Australian Chef: Thai Cuisine is ‘Decaying’
Travel Blog • Eva Holland • 09.24.10 | 3:43 PM ET
Them’s fighting words. The chef in question, David Thompson, is responsible for London’s Michelin-starred Thai restaurant, Nahm, and now he’s “striving for authenticity” at a Nahm branch in Bangkok, too. The Thai reaction has been predictably indignant. The New York Times explains:
Cooking is profoundly wound up with Thailand’s identity. Many recipes were tested and refined in royal palaces. And Thais often spend a good share of their day talking about this or that dish they tried; a common greeting is, “Have you eaten yet?”

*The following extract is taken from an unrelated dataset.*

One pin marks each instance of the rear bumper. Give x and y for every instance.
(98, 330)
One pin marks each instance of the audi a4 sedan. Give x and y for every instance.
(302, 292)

Mr. Thompson’s quest for authenticity is perceived by some Thais as a provocation, a pair of blue eyes striding a little too proudly into the temple of Thai cuisine. Foreigners cannot possibly master the art of cooking Thai food, many Thais say, because they did not grow up wandering through vast, wet markets filled with the cornucopia of Thai produce, or pulling at the apron strings of grandmothers and maids who imparted the complex and subtle balance of ingredients required for the perfect curry or chili paste. Foreigners, Thais believe, cannot stomach the spices that fire the best Thai dishes.